Il lato negativo: quando l’amore diventa un post
Tuttavia, l’altra faccia della medaglia rivela una situazione ben più complessa. Sui social tutto sembra perfetto: coppie sempre sorridenti, relazioni senza litigi, momenti “instagrammabili”. Eppure, la realtà è diversa. Molti ragazzi finiscono per confrontarsi con queste immagini “perfette”, sentendosi inadeguati o delusi dalla propria storia che è, semplicemente, reale. Inoltre, i social possono nascondere o amplificare le emozioni vere: un messaggio può essere frainteso, un “visualizzato e non risposto” può ferire più di mille parole. C’è anche il rischio della dipendenza affettiva digitale: controllare continuamente se l’altro è online, leggere e rileggere le chat, vivere l’amore più sullo schermo che nella vita reale.

La pandemia
In particolare, è stato durante la pandemia che i social hanno assunto un ruolo centrale nelle relazioni sentimentali, diventando strumenti fondamentali per restare in contatto, mantenere la vicinanza e avviare nuove conoscenze. Nello specifico, hanno permesso alle coppie di condividere del tempo insieme e di gestire la distanza, mentre per i single sono stati la principale modalità di incontri. Anche se Internet e i social aiutano a restare in contatto, non possono sostituire la frequentazione vissuta di persona. Quando si comunica poco, in modo superficiale, oppure ci si confronta con gli altri soltanto online, si può diventare più ansiosi e si può percepire un forte senso di solitudine.

Trovare l’equilibrio
Allora, come possiamo vivere l’amore in modo autentico anche con i social?

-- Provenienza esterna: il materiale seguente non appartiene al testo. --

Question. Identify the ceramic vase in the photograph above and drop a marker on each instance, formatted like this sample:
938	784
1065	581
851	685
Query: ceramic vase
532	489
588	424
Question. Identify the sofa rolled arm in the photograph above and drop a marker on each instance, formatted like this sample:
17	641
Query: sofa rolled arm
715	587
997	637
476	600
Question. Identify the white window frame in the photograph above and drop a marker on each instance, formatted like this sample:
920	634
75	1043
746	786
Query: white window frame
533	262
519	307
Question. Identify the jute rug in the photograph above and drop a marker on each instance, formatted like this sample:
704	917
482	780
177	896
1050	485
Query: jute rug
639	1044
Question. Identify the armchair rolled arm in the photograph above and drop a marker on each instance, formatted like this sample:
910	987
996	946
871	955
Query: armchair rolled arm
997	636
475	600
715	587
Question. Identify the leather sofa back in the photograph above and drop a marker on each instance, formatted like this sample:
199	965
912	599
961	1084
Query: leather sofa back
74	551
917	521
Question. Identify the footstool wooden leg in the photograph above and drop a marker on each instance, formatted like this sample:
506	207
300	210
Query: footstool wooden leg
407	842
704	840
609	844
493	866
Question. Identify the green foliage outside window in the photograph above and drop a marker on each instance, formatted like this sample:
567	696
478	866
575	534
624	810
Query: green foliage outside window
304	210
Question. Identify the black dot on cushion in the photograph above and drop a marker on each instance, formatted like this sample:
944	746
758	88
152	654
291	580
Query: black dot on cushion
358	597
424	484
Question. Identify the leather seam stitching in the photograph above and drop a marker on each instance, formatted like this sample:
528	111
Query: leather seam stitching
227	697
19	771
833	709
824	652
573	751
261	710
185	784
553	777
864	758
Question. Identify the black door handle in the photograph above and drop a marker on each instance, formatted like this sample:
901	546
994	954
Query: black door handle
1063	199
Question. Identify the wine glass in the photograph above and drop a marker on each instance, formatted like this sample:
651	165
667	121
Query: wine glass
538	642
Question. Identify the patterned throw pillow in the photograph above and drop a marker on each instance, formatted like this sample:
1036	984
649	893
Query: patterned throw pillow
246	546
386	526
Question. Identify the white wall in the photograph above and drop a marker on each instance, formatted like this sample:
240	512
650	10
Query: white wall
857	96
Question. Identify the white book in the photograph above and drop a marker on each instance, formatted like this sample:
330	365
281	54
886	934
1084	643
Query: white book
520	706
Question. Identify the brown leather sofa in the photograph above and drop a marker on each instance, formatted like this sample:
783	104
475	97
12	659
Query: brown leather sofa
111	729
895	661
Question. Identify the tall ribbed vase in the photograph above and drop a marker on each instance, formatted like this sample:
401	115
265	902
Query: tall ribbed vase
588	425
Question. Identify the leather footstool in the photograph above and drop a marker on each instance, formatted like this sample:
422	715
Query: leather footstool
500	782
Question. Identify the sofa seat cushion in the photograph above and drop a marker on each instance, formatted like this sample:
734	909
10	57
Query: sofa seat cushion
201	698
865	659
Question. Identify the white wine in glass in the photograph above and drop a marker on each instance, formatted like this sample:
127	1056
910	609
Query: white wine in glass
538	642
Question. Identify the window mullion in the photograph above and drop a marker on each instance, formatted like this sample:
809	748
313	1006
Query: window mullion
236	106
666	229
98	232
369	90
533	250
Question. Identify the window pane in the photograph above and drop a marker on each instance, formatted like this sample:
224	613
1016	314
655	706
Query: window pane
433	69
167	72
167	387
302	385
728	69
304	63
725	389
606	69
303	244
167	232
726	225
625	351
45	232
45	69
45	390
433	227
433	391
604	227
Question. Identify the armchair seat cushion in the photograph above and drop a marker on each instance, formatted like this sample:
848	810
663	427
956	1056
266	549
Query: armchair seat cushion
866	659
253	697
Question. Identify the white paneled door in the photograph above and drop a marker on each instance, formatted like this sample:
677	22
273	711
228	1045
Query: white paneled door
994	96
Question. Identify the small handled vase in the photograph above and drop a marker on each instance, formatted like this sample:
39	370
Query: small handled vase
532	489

Il principio più importante è l’equilibrio: i social sono strumenti, non sostituti della realtà; servono a comunicare, ma non a definire chi siamo o quanto valiamo. L’amore vero nasce dal tempo condiviso, dalle parole sincere, dai silenzi che non fanno paura e dagli sguardi che non hanno bisogno di un filtro.
Più di un like
In conclusione, l’amore ai tempi dei social è una realtà complessa, fatta di opportunità ma anche di rischi. Le piattaforme digitali possono avvicinare le persone, creare legami e favorire la nascita di sentimenti sinceri, ma non devono diventare l’unico spazio in cui l’amore viene vissuto. Dietro ogni profilo c’è una persona reale, con emozioni vere, fragilità e bisogni che non possono essere racchiusi in un post o in una storia. Imparare a usare i social con consapevolezza significa proteggere le relazioni, dando valore alla comunicazione e alla presenza reale, perché l’amore più profondo resta quello che si vive fuori dallo schermo.